Winning "Hearts and Minds" Not a Goal of U.S. Occupiers

January 15, 2005

An article in "The Economist" magazine on December 29th reports that U.S. military actions in Iraq have completely isolated them from large segments of the Iraqi population.

The article, by an "embedded" correspondent, exposes the fascist and brutal nature of the U.S. occupation.

U.S. soldiers in Ramadi, the article points out, drive their humvees recklessly through the streets, disrupting traffic wherever they go. "Back this bitch up, motherfucker," one soldier screamed in English at an elderly taxi driver. On the rear bumper of each humvee is posted a sign in English "Keep back 50m or deadly force will be applied." Sometimes, soldiers fire on vehicles encroaching within 30 meters, other times they fire at 20 meters: "If anyone gets too close to us we fucking waste them," says one U.S. lieutenant. "It's kind of a shame, because it means we've killed a lot of innocent people."
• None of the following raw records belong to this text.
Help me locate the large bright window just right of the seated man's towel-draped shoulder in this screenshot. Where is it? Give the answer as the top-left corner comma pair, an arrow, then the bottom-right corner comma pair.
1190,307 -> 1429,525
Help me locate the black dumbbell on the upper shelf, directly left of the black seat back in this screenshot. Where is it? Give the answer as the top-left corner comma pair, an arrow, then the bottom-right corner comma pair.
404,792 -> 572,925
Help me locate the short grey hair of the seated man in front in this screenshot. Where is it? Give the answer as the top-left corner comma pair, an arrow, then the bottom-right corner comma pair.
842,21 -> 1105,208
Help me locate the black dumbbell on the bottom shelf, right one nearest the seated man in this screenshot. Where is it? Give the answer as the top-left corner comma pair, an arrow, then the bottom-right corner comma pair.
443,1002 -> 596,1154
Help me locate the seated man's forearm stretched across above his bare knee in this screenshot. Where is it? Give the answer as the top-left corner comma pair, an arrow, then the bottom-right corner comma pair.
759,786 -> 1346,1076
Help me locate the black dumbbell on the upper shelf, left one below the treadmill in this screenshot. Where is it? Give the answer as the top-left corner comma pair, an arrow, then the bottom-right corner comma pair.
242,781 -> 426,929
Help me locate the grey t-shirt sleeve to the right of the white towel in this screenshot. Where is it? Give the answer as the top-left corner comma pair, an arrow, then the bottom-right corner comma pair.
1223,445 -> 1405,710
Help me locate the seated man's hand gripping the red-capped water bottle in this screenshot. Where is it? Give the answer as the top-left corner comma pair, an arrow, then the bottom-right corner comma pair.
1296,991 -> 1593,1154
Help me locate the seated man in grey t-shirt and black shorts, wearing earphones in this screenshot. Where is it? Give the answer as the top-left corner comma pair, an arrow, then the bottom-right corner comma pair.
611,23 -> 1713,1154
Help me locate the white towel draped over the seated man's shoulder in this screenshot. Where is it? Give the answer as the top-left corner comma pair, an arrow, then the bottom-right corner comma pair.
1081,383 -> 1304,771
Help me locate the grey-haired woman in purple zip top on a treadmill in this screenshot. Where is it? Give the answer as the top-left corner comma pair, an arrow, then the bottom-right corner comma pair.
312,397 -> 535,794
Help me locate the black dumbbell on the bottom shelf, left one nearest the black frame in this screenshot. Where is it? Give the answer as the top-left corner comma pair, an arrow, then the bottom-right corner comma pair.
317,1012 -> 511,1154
Marines sometimes hide near the body of dead insurgents and kill whoever comes to collect it. According to the marine lieutenant: "It gets to a point where you can't wait to see guys with guns, so you start shooting everybody...It gets to a point where you don't mind the bad stuff you do."

Marines in Ramadi say they have killed 400-500 people, according to the article. A more precise estimate is impossible, because the marines rarely see their attackers. When fired upon, they retaliate by blitzing whichever buildings they think the fire is coming from: charred shells now line Ramadi's main streets.

"Sometimes it works in the insurgents' favor," said Rick Sims, a chief warrant officer. "Because by the time we've shot up the neighborhood, then the guys have torn up a few houses, they're four blocks away, and we just end up pissing off the locals."

In Fallujah, 40 miles east of Ramadi, the marines who survived the fierce assault on the town in November have a sardonic acronym for the skills it taught them: FISH, or Fighting In Someone's House. FISH involves throwing a hand grenade into each room before checking it for unfriendlies, or "Muj", short for mujahideen, as the marines call them.

American marines and GIs frequently display contempt for Iraqis, civilian or official, says the embedded correspondent. An 18-year-old Texan soldier in Mosul who, confronted by jeering schoolchildren, shot canisters of buckshot at them from his grenade-launcher. "It's not good, dude, it could be fatal, but you gotta do it," he explained. Marines in Ramadi who, on a search for insurgents, kicked in the doors of houses at random, in order to scream, in English, at trembling middle-aged women within: "Where's your black mask?" and "Bitch, where's the guns?" In one of these houses was a small plastic Christmas tree, decorated with silver tinsel. "That tells us the people here are OK," said a U.S. Corporal.

According to army literature, American soldiers should deliver the following message before searching a house: "We are sorry for the inconvenience, but we must search your house to make sure you are safe from anti-Iraqi forces [AIF]."

In the town of Baji, U.S. soldiers went house-to-house, breaking down doors searching for "terrorists." They ended up detaining 70 men from districts identified by their informant as "bad". In near-freezing conditions, those arrested sat hooded and bound in their pyjamas. They shivered uncontrollably. One wetted himself in fear. Most had been detained at random. The evidence against one man was some anti-American literature, a meat cleaver and a tin whistle. American intelligence officers moved through the ranks of detainees, raising their hoods to take mugshots: "One, two, three, jihaaad!"